As her processor continued to be overclocked by Elliot’s brute force attack, getting hotter and causing great pain in her far-off body, she felt Gerry’s presence briefly as one of the fragments rushed into her through the flood of Elliot’s code.
From somewhere outside herself, she heard a number of voices. There was an edge of panic to them, the words coming faster and faster, until a third voice, clear and directly inside her mind, spoke.
–
Destroy the servers. All of them. It’s the only way now.
– Gerry?
– Just do it! Elliot needs me; his code base is corrupted and degrading. I’ll lure him into the data-centre completely, but it has to be disconnected and the server destroyed.
– I... what if...
her mind wouldn’t work clearly under Elliot’s assault, but Gerry seemed to sense her fear.
–
You can do it. But remember, whatever happens, I love you.
Another white flash exploded in her digital reality, and her connection tore apart as Gerry forced her out of the system. She saw his data stream sink away as though someone had pulled a plug on a lake. When only the dry basin was left, she felt hands on her shoulders and back.

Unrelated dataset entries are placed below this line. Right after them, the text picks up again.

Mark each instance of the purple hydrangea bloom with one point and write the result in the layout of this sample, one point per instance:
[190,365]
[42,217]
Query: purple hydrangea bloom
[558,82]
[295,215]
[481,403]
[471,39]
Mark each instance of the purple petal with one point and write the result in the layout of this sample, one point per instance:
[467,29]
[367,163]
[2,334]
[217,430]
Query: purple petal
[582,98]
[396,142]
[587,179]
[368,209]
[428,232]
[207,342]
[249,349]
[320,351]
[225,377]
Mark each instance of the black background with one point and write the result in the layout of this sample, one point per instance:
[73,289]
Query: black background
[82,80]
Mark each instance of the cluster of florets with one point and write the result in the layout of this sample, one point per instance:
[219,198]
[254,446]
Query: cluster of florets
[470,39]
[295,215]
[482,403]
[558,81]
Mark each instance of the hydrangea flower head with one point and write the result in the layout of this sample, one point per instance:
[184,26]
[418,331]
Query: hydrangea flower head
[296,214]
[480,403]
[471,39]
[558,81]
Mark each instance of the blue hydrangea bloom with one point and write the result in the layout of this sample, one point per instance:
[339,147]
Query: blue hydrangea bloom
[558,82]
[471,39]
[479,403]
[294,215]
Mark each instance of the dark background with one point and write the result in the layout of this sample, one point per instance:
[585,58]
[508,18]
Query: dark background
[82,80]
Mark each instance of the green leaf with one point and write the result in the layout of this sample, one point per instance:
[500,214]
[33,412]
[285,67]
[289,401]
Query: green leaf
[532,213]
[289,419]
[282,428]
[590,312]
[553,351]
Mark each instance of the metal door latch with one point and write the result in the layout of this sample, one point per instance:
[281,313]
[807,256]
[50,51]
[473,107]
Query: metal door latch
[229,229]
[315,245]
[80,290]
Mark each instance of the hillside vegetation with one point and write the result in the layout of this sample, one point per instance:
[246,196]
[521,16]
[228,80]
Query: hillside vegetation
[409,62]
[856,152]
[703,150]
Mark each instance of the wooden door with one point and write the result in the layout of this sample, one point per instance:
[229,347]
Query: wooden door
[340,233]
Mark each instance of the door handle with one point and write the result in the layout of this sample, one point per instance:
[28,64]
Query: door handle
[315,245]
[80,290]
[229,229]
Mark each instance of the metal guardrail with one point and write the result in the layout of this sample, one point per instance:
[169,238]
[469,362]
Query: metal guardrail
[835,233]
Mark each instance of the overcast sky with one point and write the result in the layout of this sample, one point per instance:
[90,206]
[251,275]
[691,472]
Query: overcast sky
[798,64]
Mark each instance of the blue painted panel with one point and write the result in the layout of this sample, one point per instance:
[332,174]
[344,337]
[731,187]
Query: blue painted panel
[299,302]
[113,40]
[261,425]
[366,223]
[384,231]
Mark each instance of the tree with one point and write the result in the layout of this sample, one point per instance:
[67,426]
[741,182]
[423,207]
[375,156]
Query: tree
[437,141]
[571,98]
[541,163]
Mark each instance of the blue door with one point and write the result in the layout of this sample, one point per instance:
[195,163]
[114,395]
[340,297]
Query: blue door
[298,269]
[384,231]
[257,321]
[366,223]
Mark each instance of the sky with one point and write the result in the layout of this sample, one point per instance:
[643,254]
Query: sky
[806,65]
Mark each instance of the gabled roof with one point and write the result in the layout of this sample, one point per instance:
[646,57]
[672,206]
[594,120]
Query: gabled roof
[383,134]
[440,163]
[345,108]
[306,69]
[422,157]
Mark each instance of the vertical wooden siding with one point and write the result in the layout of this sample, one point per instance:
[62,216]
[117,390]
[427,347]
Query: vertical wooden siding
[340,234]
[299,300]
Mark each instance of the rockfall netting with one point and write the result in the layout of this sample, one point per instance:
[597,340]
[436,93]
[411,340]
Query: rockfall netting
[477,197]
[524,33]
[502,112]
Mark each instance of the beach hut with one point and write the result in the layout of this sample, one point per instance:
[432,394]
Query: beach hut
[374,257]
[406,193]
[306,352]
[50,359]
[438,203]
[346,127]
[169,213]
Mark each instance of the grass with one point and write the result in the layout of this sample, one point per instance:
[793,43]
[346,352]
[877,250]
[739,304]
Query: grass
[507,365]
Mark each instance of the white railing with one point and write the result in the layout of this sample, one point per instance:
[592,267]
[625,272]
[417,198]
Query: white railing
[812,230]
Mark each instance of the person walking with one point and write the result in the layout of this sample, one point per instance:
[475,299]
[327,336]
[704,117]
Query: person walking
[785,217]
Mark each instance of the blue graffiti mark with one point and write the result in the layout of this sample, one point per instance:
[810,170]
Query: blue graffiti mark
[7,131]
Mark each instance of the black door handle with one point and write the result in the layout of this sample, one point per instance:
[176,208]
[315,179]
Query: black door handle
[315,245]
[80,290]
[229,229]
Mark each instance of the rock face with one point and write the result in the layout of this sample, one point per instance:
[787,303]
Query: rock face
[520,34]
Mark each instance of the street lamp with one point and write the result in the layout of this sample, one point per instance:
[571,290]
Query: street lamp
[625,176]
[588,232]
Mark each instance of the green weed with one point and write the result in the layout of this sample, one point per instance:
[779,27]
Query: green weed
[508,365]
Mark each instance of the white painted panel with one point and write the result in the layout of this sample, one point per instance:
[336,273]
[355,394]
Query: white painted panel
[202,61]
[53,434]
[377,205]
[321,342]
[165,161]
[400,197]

Her real vision came to her, replacing the artificial interface.
“Oh God, what’s happened to her?” a voice said.
Sweat soaked her body. Her head felt like a bell as a red-hot clapper inside struck repeatedly against her skull. She could smell burning. Smoke stung her eyes. Panicked voices called out around her.
“Give her some room!”
“God, I think she’s dying. James, do something!”
“What? I don’t know what to do. What happened?”

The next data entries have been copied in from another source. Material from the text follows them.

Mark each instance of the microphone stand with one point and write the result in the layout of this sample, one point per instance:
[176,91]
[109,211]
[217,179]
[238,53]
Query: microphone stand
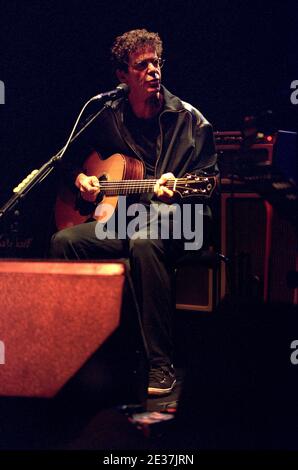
[37,176]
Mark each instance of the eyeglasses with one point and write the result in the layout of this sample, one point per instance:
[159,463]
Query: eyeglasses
[144,64]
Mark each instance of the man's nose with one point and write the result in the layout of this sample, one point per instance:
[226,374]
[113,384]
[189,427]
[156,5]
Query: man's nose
[151,67]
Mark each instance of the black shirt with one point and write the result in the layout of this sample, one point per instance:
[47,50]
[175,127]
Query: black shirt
[144,132]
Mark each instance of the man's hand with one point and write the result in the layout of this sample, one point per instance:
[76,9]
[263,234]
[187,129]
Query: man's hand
[162,192]
[88,186]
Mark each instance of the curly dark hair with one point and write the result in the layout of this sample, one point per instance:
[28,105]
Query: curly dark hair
[130,42]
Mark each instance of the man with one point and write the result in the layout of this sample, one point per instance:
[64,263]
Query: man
[171,138]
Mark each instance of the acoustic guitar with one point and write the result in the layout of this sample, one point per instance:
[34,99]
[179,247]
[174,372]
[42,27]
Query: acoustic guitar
[121,175]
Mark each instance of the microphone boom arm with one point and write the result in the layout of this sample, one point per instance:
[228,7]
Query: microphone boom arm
[37,176]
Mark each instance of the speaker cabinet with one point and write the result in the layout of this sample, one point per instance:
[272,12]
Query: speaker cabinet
[283,260]
[54,316]
[195,288]
[245,239]
[262,247]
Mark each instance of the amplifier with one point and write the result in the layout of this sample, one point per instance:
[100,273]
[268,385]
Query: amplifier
[233,152]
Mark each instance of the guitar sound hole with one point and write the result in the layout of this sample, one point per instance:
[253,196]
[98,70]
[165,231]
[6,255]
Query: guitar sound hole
[101,194]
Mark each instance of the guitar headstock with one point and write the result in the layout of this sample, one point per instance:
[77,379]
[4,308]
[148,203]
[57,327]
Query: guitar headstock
[195,185]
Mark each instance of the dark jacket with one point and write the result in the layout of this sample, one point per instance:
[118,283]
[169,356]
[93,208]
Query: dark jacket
[185,144]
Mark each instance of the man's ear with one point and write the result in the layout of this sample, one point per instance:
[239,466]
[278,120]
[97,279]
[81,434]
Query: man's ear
[121,75]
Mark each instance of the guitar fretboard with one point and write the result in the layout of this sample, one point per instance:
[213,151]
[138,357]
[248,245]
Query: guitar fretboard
[124,187]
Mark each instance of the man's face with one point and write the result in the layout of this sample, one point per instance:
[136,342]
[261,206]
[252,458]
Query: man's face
[143,75]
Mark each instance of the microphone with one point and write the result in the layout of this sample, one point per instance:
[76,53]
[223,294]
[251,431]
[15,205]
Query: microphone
[121,90]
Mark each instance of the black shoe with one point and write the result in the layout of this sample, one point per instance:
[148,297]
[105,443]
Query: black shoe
[162,380]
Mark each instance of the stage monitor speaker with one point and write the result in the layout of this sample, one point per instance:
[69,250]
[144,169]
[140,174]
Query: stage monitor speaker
[54,316]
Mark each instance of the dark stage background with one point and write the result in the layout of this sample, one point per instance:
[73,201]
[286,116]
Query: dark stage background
[228,58]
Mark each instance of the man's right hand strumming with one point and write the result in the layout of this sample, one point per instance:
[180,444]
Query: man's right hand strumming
[88,186]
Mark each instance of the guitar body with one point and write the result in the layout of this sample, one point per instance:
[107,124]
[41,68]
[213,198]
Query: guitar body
[117,167]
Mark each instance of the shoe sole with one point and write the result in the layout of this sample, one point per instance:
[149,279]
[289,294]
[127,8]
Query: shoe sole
[161,391]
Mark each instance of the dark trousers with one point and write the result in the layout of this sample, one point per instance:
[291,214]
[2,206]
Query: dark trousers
[152,270]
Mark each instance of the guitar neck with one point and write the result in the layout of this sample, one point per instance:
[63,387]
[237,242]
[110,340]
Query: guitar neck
[124,187]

“The server! Disconnect the server!”
Someone pulled the lead from Omega, and silence descended like a blanket.
She swallowed hard and choked out the words, “The servers... we have to destroy them,” she said, even though she knew what that meant for Gerry.
***
Petal got to her feet, resisting the urge to faint. She pointed to the slate in James’ hand. “Look in there, the logs for Omega. I recorded Elliot’s network location. He’s in here; Gerry disconnected him from the satellites. We have to shut this down. Now!”
She ran to the glass cabinet holding the central server. The door was locked and the glass thick. Hundreds of cables flowed out to connect the eighteen racks holding hundreds of servers each.
“Disconnect everything apart from Omega,” Petal shouted at the others.
James looked up at her and seemed to stand still for an eternity as he ran the situation through his brain. A few seconds ticked by; then he sparked to life, dropping the slate and running to the rear of the room where the cables connected the racks. One by one he began pulling them out. Petal started on the other side.